Literature suggests that uncertainty estimation techniques allowing for equifinality can be broadly classified as formal (e.g., Bayesian) limited by requirements on prior knowledge and informal (e.g., generalized likelihood uncertainty estimation, GLUE) limited by subjectivity but simple (Vrugt et al. 2009). Here, GLUE, a useful paradigm that avoids overconditioning and estimates prediction quantiles is chosen for uncertainty analysis. All Evolutionary Superflex configurations generated using 14 objective functions that have rightly induced the inherent model structures M4 and M12 for Q_MIV and Q_MXII, respectively, are listed and the corresponding parameter sets are chosen for uncertainty analysis using GLUE. From the chosen parameter sets belonging to behavioural model space, elimination of those that do not perform adequately is carried out based on SIS criterion (likelihood measure) and the threshold is set as 0. More weight is assigned to parameter sets that result in negative SIS values and the prediction boundaries are constructed as shown in Figures 4 and 5. The percentage of observed values falling outside the prediction limits are observed as 1.49% and 3.58% for Q_MIV and Q_MXII, respectively. The width of the prediction boundary for Q_MIV (0.67) is smaller than for Q_MXII (0.99), which can be attributed to higher complexity of inherent model (M12) of Q_MXII. It can be seen in Figures 4 and 5 that the observed values closely follow the 50% quantile (median) of the simulated values. It has also been verified that uncertainty bands derived using parameter sets given by Evolutionary Superflex are narrower than using parameter sets randomly drawn from uniform distributions (with user specified parameter ranges) for the same likelihood measure (SIS).

Figure 4

Uncertainty ranges of predictions of Evolutionary Superflex derived using GLUE for a representative portion of Q_MIV.

Figure 4

Uncertainty ranges of predictions of Evolutionary Superflex derived using GLUE for a representative portion of Q_MIV.

Figure 5

Uncertainty ranges of predictions of Evolutionary Superflex derived using GLUE for a representative portion of Q_MXII.

Figure 5

Uncertainty ranges of predictions of Evolutionary Superflex derived using GLUE for a representative portion of Q_MXII.

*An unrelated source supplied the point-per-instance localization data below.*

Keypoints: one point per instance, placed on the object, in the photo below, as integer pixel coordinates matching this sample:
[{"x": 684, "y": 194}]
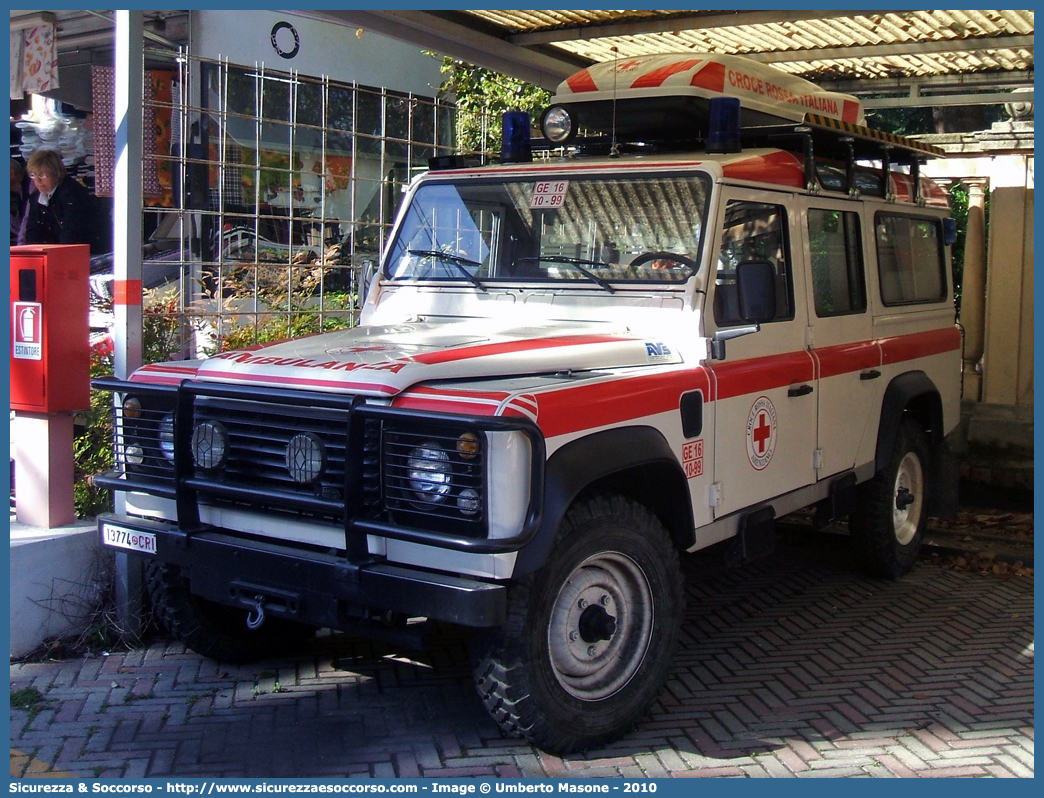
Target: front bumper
[{"x": 312, "y": 587}]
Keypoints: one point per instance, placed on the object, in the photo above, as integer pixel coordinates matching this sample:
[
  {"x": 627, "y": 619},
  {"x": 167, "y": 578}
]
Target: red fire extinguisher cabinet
[{"x": 50, "y": 357}]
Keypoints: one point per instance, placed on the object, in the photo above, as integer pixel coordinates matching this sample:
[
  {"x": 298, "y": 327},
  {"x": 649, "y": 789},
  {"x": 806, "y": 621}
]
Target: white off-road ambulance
[{"x": 711, "y": 298}]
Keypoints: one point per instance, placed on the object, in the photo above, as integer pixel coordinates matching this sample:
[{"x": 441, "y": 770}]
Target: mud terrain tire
[{"x": 590, "y": 638}]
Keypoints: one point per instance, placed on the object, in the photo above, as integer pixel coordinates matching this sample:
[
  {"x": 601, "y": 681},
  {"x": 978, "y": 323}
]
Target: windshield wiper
[
  {"x": 454, "y": 260},
  {"x": 578, "y": 264}
]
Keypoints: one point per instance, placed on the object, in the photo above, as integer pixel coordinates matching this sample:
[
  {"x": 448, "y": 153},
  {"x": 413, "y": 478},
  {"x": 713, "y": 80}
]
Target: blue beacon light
[
  {"x": 515, "y": 144},
  {"x": 724, "y": 135}
]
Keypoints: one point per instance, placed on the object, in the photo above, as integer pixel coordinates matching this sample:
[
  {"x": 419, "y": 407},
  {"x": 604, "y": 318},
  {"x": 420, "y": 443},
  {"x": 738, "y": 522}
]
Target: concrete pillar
[
  {"x": 1009, "y": 336},
  {"x": 128, "y": 97},
  {"x": 973, "y": 289},
  {"x": 44, "y": 469}
]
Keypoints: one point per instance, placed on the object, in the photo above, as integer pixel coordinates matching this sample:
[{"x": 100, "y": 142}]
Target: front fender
[{"x": 642, "y": 451}]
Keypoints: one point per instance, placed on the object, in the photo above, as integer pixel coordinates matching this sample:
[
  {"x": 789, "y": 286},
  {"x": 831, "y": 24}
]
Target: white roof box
[{"x": 671, "y": 91}]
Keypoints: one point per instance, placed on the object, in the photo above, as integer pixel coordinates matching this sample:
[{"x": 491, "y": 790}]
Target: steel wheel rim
[
  {"x": 595, "y": 670},
  {"x": 910, "y": 477}
]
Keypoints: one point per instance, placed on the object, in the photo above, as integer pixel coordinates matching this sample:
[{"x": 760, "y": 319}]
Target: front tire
[
  {"x": 212, "y": 629},
  {"x": 887, "y": 525},
  {"x": 590, "y": 638}
]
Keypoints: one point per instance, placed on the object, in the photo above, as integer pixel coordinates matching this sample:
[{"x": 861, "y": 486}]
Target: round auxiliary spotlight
[{"x": 558, "y": 125}]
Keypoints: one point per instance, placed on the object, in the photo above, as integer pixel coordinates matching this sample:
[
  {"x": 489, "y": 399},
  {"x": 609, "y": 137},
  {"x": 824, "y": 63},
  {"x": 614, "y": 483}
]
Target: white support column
[
  {"x": 126, "y": 213},
  {"x": 973, "y": 288},
  {"x": 129, "y": 63}
]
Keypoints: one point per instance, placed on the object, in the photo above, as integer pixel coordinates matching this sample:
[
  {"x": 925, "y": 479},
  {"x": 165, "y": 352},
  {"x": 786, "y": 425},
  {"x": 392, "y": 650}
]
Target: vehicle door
[
  {"x": 848, "y": 358},
  {"x": 764, "y": 392}
]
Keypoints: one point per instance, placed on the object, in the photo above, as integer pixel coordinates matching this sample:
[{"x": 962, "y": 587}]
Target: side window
[
  {"x": 909, "y": 259},
  {"x": 838, "y": 286},
  {"x": 753, "y": 231}
]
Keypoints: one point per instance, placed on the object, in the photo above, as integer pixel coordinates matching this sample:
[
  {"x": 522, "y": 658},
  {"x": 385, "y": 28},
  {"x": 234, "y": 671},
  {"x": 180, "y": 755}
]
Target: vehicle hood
[{"x": 386, "y": 360}]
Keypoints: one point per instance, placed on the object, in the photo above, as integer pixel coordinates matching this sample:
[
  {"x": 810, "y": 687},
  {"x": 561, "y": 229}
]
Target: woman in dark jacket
[{"x": 60, "y": 209}]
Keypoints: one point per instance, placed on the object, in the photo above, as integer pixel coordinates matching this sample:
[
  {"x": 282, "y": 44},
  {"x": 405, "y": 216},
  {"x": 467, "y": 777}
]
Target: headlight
[
  {"x": 132, "y": 407},
  {"x": 210, "y": 444},
  {"x": 428, "y": 472},
  {"x": 558, "y": 125}
]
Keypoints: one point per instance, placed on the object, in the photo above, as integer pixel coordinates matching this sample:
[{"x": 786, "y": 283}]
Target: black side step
[{"x": 756, "y": 538}]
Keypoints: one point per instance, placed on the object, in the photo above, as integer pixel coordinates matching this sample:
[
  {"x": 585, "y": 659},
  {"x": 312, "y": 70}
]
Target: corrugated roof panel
[{"x": 792, "y": 36}]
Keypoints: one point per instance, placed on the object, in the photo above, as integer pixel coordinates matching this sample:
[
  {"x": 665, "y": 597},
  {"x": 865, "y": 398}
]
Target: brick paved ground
[{"x": 793, "y": 665}]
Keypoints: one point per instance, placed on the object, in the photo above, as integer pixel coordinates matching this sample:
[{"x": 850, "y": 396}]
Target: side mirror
[
  {"x": 366, "y": 275},
  {"x": 756, "y": 290}
]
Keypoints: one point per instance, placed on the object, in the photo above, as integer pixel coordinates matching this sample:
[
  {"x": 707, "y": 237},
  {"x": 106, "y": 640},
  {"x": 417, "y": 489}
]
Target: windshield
[{"x": 599, "y": 231}]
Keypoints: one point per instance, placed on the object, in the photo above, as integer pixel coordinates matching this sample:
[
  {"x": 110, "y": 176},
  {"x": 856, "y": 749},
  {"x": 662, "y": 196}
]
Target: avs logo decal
[
  {"x": 657, "y": 353},
  {"x": 761, "y": 429}
]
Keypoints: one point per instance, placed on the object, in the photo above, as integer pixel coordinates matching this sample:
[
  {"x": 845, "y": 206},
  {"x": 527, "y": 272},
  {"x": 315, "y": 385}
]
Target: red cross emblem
[{"x": 761, "y": 430}]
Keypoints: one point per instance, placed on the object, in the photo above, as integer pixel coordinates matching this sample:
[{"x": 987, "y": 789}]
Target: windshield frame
[{"x": 586, "y": 276}]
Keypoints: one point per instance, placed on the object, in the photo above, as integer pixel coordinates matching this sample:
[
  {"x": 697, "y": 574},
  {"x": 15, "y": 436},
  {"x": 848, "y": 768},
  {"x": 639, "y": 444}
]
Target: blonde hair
[{"x": 49, "y": 161}]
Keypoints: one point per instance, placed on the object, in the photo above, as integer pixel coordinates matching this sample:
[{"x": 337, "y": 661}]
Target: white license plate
[{"x": 128, "y": 539}]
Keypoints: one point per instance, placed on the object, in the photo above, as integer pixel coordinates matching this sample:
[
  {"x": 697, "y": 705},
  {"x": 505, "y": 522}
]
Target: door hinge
[{"x": 715, "y": 494}]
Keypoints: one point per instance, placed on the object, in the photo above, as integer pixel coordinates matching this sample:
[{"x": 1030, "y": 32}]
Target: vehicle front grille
[{"x": 257, "y": 466}]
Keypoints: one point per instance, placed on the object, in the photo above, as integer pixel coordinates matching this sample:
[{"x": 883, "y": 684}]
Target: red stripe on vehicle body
[
  {"x": 598, "y": 404},
  {"x": 847, "y": 357},
  {"x": 490, "y": 350},
  {"x": 582, "y": 81},
  {"x": 711, "y": 76},
  {"x": 655, "y": 78},
  {"x": 762, "y": 374},
  {"x": 302, "y": 382},
  {"x": 919, "y": 345},
  {"x": 779, "y": 168}
]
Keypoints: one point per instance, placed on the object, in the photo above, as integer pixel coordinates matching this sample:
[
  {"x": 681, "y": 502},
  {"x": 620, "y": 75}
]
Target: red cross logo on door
[{"x": 761, "y": 432}]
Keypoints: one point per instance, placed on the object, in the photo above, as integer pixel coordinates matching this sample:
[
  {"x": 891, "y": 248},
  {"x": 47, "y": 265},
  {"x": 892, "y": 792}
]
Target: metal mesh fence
[{"x": 273, "y": 192}]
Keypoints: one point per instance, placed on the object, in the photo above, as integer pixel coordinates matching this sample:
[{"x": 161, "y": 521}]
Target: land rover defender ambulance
[{"x": 714, "y": 299}]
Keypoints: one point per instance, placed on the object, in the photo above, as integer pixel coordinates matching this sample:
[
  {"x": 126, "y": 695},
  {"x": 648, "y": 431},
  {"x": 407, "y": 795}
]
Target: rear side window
[
  {"x": 909, "y": 259},
  {"x": 838, "y": 285}
]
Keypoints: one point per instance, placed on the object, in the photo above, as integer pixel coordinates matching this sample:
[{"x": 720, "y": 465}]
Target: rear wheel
[
  {"x": 887, "y": 525},
  {"x": 214, "y": 630},
  {"x": 589, "y": 639}
]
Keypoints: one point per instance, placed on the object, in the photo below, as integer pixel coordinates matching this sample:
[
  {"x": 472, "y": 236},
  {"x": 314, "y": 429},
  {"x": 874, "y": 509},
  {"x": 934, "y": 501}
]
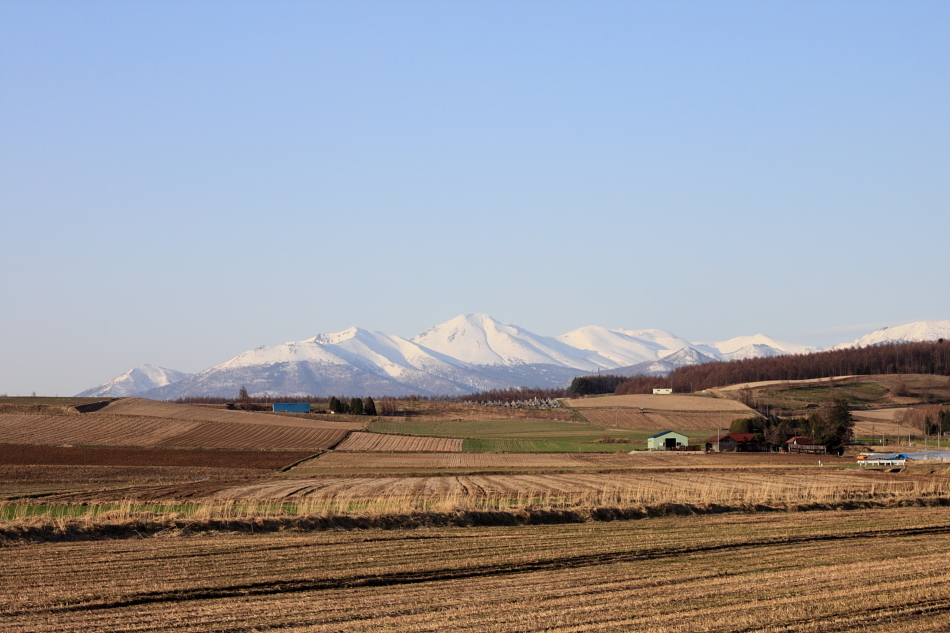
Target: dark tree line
[
  {"x": 887, "y": 358},
  {"x": 831, "y": 426},
  {"x": 353, "y": 406},
  {"x": 510, "y": 395},
  {"x": 594, "y": 384}
]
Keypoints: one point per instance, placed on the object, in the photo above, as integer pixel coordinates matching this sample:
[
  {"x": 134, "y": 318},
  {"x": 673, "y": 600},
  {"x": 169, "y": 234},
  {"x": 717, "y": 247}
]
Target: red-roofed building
[{"x": 732, "y": 442}]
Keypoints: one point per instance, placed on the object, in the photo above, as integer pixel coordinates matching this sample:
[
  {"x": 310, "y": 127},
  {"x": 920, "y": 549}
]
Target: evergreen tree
[
  {"x": 832, "y": 427},
  {"x": 745, "y": 425}
]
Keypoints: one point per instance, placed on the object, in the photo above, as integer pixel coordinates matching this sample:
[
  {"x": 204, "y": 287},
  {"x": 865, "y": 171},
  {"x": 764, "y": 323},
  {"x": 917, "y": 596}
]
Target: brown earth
[
  {"x": 57, "y": 455},
  {"x": 154, "y": 408},
  {"x": 671, "y": 402},
  {"x": 665, "y": 421},
  {"x": 327, "y": 463},
  {"x": 381, "y": 442},
  {"x": 875, "y": 571},
  {"x": 254, "y": 436},
  {"x": 90, "y": 429}
]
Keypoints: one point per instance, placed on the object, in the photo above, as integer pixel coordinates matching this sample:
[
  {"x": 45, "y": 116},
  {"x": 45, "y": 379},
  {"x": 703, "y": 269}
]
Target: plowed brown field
[
  {"x": 464, "y": 460},
  {"x": 90, "y": 429},
  {"x": 259, "y": 436},
  {"x": 627, "y": 488},
  {"x": 876, "y": 571},
  {"x": 381, "y": 442},
  {"x": 328, "y": 463},
  {"x": 57, "y": 455},
  {"x": 170, "y": 410},
  {"x": 671, "y": 402},
  {"x": 663, "y": 421}
]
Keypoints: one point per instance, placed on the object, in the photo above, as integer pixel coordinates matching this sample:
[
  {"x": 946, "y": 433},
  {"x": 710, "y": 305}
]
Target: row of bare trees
[{"x": 887, "y": 358}]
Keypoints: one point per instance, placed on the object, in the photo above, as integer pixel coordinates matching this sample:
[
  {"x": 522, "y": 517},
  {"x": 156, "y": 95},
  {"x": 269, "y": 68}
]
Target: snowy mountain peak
[
  {"x": 916, "y": 332},
  {"x": 135, "y": 381},
  {"x": 479, "y": 339}
]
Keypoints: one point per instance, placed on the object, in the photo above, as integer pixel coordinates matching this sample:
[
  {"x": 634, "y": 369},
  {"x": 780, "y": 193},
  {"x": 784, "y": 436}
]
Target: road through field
[{"x": 820, "y": 572}]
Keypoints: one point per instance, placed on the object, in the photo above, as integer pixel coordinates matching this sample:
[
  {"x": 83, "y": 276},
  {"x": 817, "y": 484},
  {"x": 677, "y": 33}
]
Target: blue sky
[{"x": 180, "y": 182}]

In order to select the most appropriate, the best model configurations (Tables 2 and 3) of both the synthetic case studies are evaluated with respect to biases in FDC signatures. The FDCs (Figures 6 and 7) reflect the differences in the behaviour among the best configurations of Q_MIV and Q_MXII with negative SIS values.

Figure 6

FDC and % bias of FDC signature indices of the best Q_MIV model configurations values evolved by Evolutionary Superflex simulations with negative SIS values.

Figure 6

FDC and % bias of FDC signature indices of the best Q_MIV model configurations values evolved by Evolutionary Superflex simulations with negative SIS values.

Figure 7

FDC and % bias of FDC signature indices of the best Q_MXII model configurations values evolved by Evolutionary Superflex simulations with negative SIS values.

Figure 7

FDC and % bias of FDC signature indices of the best Q_MXII model configurations values evolved by Evolutionary Superflex simulations with negative SIS values.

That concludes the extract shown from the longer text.